A look at Google Earth reveals that, as of August 2023, only a fraction of the Black Rock Station and Work Ranch property was developed to be utilized for its primary purposes. An even smaller proportion of the two parcels east of them was visibly occupied by structures or vehicles. For that matter, the Black Rock Desert itself is only 20 minutes away, and the Bureau of Land Management allows free camping on it year round.
Fly Ranch is but one of many Burning Man Project endeavors that a chorus of increasingly vocal burners insist that they never requested. Some have felt this way for a long time. The nonprofit’s 2013 990 form reflects that its board had rewritten its mission that year, outlining that its purpose was “to facilitate and extend the culture that has issued from the Burning Man Event into the larger world.”
Such a mission is so broad as to be meaningless. Intentionally or otherwise, its wording frames virtually any action taken by the organization as aligning with its stated purpose. The Burning Man Project may remain in good standing as a 501(c)(3), but the mission creep it sustains by trying to position itself as “a global nonprofit” stands to further alienate its once-loyal community.

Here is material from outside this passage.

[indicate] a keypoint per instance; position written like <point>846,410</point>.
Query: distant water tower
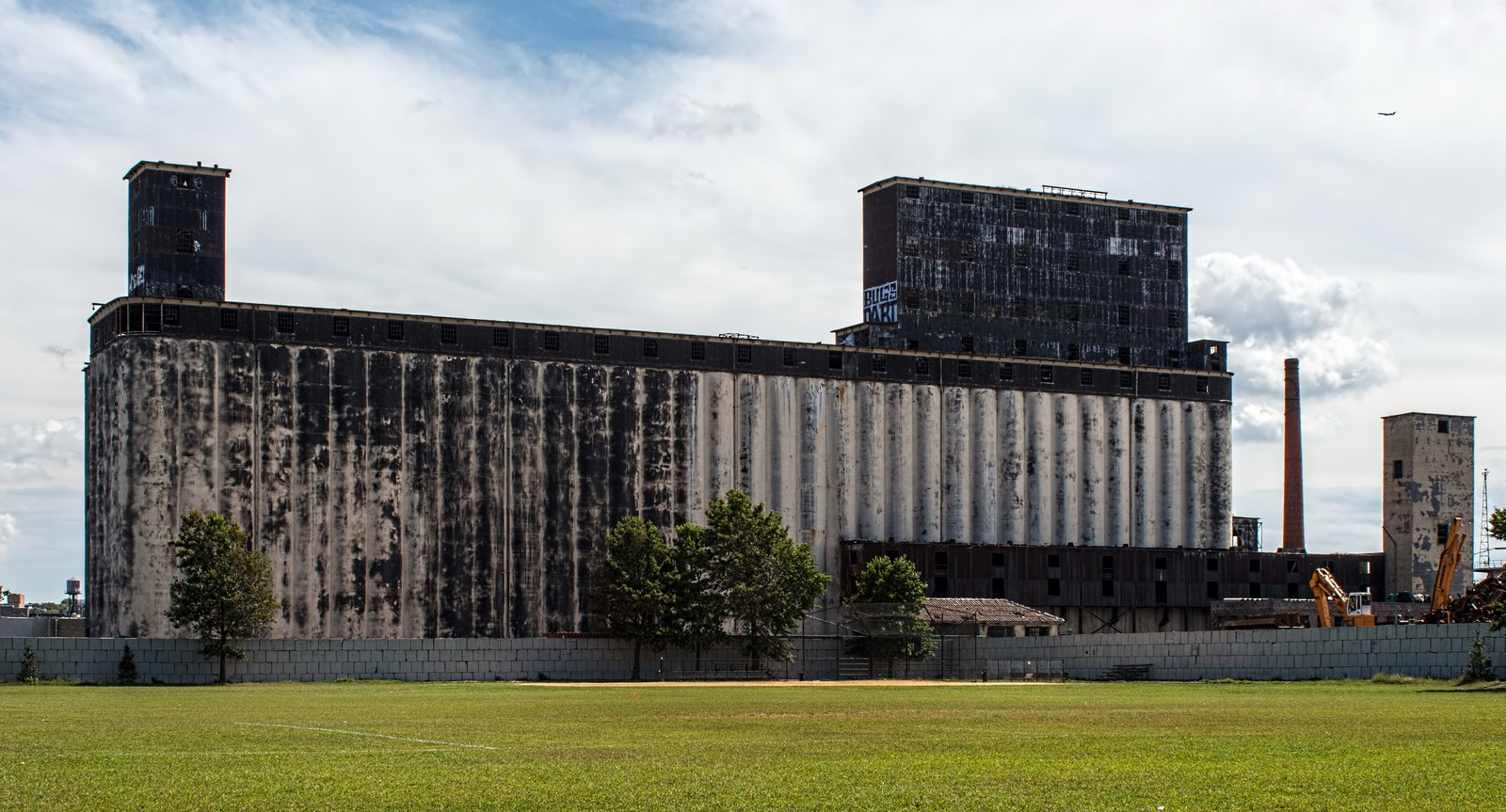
<point>72,588</point>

The organization still states the same (if slightly reworded) mission in their recent filings, and they’ve emphatically shoehorned some version of it into every piece of literature around their year-end fundraising efforts. Goodell’s own author bio on the Burning Man website says she “is currently leading the organization’s efforts to facilitate and extend the Burning Man ethos globally.”
It doesn’t take a great stretch of the imagination to recognize how such messaging could rub its most active participants the wrong way. Most have questioned for years why they pay more for a ticket to Burning Man than they do to attend most regular festivals twice its size despite building and hauling out most of its attractions themselves.

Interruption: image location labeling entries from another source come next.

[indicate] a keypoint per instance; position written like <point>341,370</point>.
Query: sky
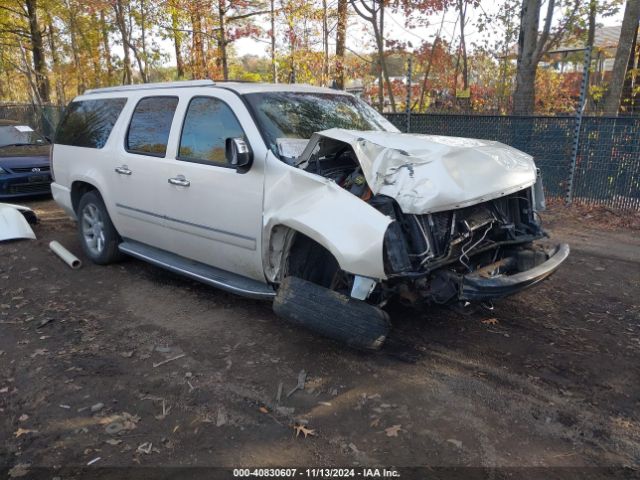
<point>360,41</point>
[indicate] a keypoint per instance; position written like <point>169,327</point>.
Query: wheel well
<point>309,260</point>
<point>78,189</point>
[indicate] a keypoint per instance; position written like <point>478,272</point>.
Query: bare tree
<point>630,22</point>
<point>37,50</point>
<point>374,14</point>
<point>341,35</point>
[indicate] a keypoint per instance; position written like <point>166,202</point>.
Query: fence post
<point>576,133</point>
<point>407,107</point>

The original purpose outlined in the Burning Man Project’s 2011 articles of incorporation “is to uphold and manifest those values described in the Ten Principles of Burning Man … through art and culture, education, civic engagement, and human services.” The document says nothing of global proliferation of burner culture. The organization could remove that aspect from the mission it states in its annual filings just as easily as it added it, following the examples of historically mission-fluid nonprofits such as March Of Dimes, The American Red Cross, or African Wildlife Foundation.
The Burning Man Project can also operate as a charitable organization simply for producing its namesake event, as have organizations like New York’s Forefront Festival and Colorado’s Wheat Ridge Carnation Festival. It doesn’t depend on the expanded mission to remain above board any more than it needs nearly $8 million worth of rural Nevada land to operate.

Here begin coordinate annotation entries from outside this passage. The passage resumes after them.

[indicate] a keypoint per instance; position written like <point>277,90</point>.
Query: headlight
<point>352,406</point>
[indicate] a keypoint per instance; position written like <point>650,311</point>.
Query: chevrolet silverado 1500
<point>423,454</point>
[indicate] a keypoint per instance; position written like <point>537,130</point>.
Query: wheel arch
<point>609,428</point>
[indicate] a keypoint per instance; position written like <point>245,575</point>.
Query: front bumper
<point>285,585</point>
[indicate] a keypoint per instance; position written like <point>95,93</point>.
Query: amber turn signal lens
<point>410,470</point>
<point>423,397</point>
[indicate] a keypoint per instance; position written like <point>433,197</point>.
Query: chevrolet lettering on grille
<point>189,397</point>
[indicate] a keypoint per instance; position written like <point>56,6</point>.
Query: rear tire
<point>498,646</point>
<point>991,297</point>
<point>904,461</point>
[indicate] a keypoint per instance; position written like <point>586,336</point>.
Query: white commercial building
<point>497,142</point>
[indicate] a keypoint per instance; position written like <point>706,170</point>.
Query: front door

It will take more for Burning Man to forge a new path to solvency than revising its mission and selling off property, to be sure. The year-end fundraiser goal itself is only a temporary solution. While letting go of Fly Ranch alone would give the organization a major boost toward that target, it must also make good on its promises to slash unnecessary recurring expenses as it adjusts to the post-pandemic live events market.
But selling the land would, among other things, make a symbolic concession. It would send a message to the burner community that their concerns have been heard, that Burning Man would sooner part with assets it doesn’t need than risk further disillusioning the very supporters who make it possible.
And while sentimental value for the natural wonders Larry Harvey worked two decades to obtain may weigh on their decision, the late founder himself wrote in the 2002 AfterBurn Report that Burning Man originally started acquiring land in case of obstacles like the one it currently faces. Fly Ranch in particular is an obvious luxury. Refusing to let go of it won’t help curry the favor of would-be donors.
Either way, Burning Man is indeed at an inflection point, one in which it must decide whether it will keep doing one thing well or try to do everything — and be everywhere. The path forward should be obvious to any burner. Time will tell whether the organization’s board members will get the memo.